Component: CA API Gateway 11.x Appliance Form Factor
This article provides a test that was performed by a Broadcom Support engineer hoping to help anwer the question raised by customers:
The test is performed using a two-node cluster built from CA API Gateway 11.0 Software Form Factor:
node 1 contains primary DB
node 2 contains secondary DB
node 1 use node 1 as primary DB and node 2 as secondary DB
node 2 use node 1 as primary DB and node 2 as secondary DB
This configuration is based on a suggestion documented in the CA API product document.
Now the test flow:
S1. everything is working
S2. shut down DB on node1 (primary)
S3. wait 5 minutes to allow the connections all re-stablished, (both nodes are connected to the secondary DB)
S4. use Policy Manager to connect to node 2
S5. modify policy through node 2, at the moment policy is written into the secondary DB on node 2
S6. test browser against both node 1 and node 2 and they all respond correctly (base on the modification done to secondary DB on node 2)
S7. shutdown DB on node 2 (now both DBs are down)
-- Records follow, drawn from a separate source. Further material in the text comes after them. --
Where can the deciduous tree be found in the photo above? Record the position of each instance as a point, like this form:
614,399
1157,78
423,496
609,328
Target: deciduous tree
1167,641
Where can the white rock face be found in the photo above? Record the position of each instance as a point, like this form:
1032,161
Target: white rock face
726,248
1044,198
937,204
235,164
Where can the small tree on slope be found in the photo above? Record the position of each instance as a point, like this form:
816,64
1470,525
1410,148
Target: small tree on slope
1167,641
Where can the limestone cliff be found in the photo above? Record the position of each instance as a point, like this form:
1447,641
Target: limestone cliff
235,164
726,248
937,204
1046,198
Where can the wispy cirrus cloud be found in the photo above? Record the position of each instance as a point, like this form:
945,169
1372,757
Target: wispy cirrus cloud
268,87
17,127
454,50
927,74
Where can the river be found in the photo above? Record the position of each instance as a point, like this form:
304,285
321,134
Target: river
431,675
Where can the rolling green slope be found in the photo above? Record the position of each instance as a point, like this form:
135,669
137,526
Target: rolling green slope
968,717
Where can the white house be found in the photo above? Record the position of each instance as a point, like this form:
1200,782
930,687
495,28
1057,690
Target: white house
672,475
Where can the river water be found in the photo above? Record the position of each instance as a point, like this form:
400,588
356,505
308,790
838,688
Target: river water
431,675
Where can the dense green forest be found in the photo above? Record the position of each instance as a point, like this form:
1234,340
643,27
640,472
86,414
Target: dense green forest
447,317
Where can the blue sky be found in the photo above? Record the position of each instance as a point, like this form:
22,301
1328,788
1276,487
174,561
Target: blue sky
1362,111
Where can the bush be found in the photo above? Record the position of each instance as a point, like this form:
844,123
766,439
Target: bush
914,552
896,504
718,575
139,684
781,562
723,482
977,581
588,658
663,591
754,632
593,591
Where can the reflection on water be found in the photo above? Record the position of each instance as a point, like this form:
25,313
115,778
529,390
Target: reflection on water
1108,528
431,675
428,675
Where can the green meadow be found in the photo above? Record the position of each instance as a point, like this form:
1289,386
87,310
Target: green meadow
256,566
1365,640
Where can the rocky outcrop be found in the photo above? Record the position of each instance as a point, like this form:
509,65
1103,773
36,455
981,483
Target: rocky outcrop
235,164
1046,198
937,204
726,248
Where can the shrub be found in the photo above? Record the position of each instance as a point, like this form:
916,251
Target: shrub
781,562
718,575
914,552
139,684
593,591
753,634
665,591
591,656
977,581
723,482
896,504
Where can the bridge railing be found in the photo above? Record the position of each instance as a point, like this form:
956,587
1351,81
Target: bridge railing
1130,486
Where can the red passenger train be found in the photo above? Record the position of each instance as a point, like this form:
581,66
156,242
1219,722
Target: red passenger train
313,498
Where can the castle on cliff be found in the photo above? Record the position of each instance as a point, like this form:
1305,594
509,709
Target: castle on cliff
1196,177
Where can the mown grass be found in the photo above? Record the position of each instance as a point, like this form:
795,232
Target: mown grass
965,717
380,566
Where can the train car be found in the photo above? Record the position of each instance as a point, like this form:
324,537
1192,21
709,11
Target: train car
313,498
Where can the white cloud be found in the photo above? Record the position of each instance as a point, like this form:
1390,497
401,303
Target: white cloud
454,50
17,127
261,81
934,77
S8. wait 5 minues and use a browser to connect to node 1, did not try node 2, presumably it would behave the same, and see that the browser was unable to get a response from node 1 and timeout <--- node timeout when no DB connection is available.
S9. start DB on node 1 (primary)
S10 wait 5 minutes to allow node 1 connects back to DB on node 1(since the updates were written to DB on node 2), node 1 behaves the same way as what it did before updates done to DB on node 2 <-- node 1 behaves as if no policy was ever updated, even though it was using policies on DB2 after updates were first made
S11 start DB on node 2 (secondary)
S12 wait 5 minutes and the replication resumed from secondary DB on node 2 to primary DB on node 1 (as it should be)
S13 wait 5 minutes to see node 1 start using updated policies originally made to secondary DB on node 2, presumably because primary DB on node 1 has caught up updates made to the secondary DB on node 2 through the master-master replication configuration.